Packaged foods in growth spurt fuelled by demography, urbanisation, retail stores

Despite economic slump in Nigeria, the packaged foods industry is still on the rise due to a resilient demography made up of over 60 percent under-40 population, urbanisation, growth of retail stores and change in consumer tastes.

“Growth of the already large Nigerian population, particularly babies, children and young people, drove categories such as baby food, confectionery, noodles, biscuits and dairy products,” says a Euromonitor International report on the 2016 packaged foods segment in Nigeria.

“A booming urban population – with cities such as Abuja and Lagos expanding remarkably through satellite town growth – fuels demand for convenient food and drink products such as drinking yoghurt, pastries and sweet and savoury snacks such as fruit snacks,” says the report.

With a population of Nigeria’s 182.2 million people and a growth rate of 2.6 percent, Nigeria’s demography  provides a big market for packaged foods.

A 2016 KPMG report shows that the size of the Nigerian bread industry has reached $621 million, representing 80 percent   of the baked goods sector.

The bread industry has grown at a compound annual growth rate (CAGR) of 14 percent in the past five years, with a yearly production of 554,270 tonnes. Similarly, the Nigerian biscuit segment has grown to $617 million size at a CAGR of 16 percent in the past five years and an annual production of 152,490 tonnes, according to KPMG.

In 2016 alone, chewing gum’s sales value rose by 11 percent, making it the highest growth rate within confectionery in Nigeria, according to Euromonitor International.

Nigeria’s fruit juice industry had 3 percent off-trade volume growth in 2016.

Soft drink sales in Nigeria in 2016 was highest in sub-Saharan Africa, with market value hitting 38.68 million in 2016, making Nigeria fourth in the world behind the United States (114.75 million), China (88.18million) and Mexico (45.30 million), according to Martina Claus, head of market development at German Engineering Federation.

“Food manufacturers and packagers are now displaying their products through retails stores such as Shoprite, Spa and online shops like Jumia, Konga, Payporte, Kara and others,” said Ifeanyi Okeleke, executive director of Kenfrancis Farms, an integrated farm and packaging company.
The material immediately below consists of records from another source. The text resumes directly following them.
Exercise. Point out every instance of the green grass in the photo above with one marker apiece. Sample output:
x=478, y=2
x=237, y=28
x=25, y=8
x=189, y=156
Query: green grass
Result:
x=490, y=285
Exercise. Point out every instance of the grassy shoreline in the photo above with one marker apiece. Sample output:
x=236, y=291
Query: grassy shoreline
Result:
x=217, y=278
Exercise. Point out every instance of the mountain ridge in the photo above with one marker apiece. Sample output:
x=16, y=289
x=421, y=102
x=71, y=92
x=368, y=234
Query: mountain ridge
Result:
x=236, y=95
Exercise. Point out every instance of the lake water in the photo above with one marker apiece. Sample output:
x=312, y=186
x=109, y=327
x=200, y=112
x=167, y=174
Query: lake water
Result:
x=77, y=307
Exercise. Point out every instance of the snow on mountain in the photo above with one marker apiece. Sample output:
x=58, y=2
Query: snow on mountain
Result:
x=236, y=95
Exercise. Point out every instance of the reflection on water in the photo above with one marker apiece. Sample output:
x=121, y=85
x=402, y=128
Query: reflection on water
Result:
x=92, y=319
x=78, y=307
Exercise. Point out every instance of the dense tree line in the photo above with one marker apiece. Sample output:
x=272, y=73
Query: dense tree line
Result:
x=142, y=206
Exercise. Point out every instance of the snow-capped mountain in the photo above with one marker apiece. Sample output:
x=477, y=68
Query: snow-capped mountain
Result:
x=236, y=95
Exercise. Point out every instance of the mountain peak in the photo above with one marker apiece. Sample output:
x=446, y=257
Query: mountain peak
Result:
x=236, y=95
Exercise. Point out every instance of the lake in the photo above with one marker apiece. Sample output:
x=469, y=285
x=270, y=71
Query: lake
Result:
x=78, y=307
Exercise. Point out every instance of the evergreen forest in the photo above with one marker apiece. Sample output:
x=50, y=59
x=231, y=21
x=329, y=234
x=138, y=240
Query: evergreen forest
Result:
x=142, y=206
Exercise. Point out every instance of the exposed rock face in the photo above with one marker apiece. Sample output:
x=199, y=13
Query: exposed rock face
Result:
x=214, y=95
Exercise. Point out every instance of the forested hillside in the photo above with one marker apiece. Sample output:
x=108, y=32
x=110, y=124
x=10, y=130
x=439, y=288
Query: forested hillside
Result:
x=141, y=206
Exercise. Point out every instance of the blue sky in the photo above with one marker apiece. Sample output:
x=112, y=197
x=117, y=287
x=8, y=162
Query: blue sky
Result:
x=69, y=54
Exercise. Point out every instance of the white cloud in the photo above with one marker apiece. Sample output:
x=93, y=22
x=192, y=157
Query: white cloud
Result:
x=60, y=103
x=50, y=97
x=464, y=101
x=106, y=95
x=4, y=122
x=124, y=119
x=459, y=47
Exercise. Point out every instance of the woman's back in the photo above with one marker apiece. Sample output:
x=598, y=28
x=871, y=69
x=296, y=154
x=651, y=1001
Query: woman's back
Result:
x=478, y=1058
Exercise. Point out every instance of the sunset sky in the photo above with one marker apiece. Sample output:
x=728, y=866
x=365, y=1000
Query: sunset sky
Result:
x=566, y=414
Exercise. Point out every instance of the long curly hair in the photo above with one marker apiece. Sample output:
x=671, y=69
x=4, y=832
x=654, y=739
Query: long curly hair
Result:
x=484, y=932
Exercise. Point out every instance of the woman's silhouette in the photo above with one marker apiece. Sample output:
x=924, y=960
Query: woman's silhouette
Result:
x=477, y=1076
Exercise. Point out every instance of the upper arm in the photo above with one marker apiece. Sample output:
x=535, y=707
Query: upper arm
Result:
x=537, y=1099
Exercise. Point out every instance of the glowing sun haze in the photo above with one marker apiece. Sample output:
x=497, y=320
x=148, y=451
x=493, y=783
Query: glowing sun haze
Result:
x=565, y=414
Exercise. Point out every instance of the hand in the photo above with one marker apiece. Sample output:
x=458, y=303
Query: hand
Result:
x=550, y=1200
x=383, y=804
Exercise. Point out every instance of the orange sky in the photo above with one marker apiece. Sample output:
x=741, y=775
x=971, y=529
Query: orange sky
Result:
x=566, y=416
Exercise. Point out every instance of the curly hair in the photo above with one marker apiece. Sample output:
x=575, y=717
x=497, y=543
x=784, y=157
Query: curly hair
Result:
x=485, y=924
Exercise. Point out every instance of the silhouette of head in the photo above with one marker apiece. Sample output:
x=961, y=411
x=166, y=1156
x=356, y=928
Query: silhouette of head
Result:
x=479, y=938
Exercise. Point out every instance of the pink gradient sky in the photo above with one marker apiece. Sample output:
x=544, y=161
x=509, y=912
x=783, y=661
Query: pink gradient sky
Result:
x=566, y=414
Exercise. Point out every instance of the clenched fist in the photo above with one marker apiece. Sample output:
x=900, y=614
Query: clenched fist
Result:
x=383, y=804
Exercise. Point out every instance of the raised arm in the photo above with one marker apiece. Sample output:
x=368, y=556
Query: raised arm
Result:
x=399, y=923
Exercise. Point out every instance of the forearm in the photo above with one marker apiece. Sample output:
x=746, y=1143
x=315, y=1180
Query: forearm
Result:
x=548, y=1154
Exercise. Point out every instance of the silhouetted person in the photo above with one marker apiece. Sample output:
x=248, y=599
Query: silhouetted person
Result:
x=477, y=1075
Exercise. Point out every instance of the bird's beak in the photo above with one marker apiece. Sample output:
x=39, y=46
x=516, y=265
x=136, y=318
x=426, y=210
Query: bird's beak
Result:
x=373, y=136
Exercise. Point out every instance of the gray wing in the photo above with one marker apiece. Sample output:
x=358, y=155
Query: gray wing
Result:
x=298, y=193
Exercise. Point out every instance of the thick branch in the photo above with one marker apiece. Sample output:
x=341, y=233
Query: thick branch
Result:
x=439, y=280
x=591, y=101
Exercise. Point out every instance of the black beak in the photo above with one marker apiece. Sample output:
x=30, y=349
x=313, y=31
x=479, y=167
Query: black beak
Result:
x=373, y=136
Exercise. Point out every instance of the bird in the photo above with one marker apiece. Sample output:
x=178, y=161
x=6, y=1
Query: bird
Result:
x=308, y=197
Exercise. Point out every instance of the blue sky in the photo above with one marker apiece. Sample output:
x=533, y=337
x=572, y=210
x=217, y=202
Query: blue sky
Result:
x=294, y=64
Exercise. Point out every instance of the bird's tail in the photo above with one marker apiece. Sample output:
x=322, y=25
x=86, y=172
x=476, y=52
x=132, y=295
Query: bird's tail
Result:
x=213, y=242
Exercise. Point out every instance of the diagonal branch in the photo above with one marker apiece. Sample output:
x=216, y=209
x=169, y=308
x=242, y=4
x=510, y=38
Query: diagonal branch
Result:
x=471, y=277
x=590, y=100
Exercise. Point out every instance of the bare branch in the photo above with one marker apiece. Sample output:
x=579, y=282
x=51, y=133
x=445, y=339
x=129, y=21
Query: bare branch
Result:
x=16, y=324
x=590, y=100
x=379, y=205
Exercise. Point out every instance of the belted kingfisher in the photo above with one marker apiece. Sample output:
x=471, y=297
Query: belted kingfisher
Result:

“What it does for a brand is that it gives it leverage. If you go to Shoprite, for example, you see 70 percent of the products bought by shoppers are packaged food items,” Okeleke said.

Naomi Peterson, managing director, Nampet Ventures Nigeria Limited, producer of disposable plastic materials based in Port Harcourt, Rivers State, had told BusinessDay that the demand for plastic containers was being driven by the need to package food in very attractive containers.

“The fact that these containers are disposable is also helping the continuous demand,” Peterson had said.

The food and beverage industry is the only sub-sector in manufacturing that grew above four percent in the first quarter of 2017, according to the National Bureau of Statistics (NBS) data.

Apart from population and retail stores, urbanisation is also a major factor.  In 2012, the United Nations Organisation (UN) put Nigeria’s urbanisation rate at 51 percent, suggesting that over 80 million people lived in the cities. The UN says this number is growing at an annual rate of 3.5 percent.

Rural-Urban migration is rising by the day and work pressure in cities is forcing middle-class and rich families to rely on packaged foods.

Families now buy processed meat and sea food, frozen desserts, processed fruit and vegetables, ready meals, rice and condiments from retail stores.

The proliferation of ‘fast food joints’ has also spurred the growth of the packaged foods segment, say analysts.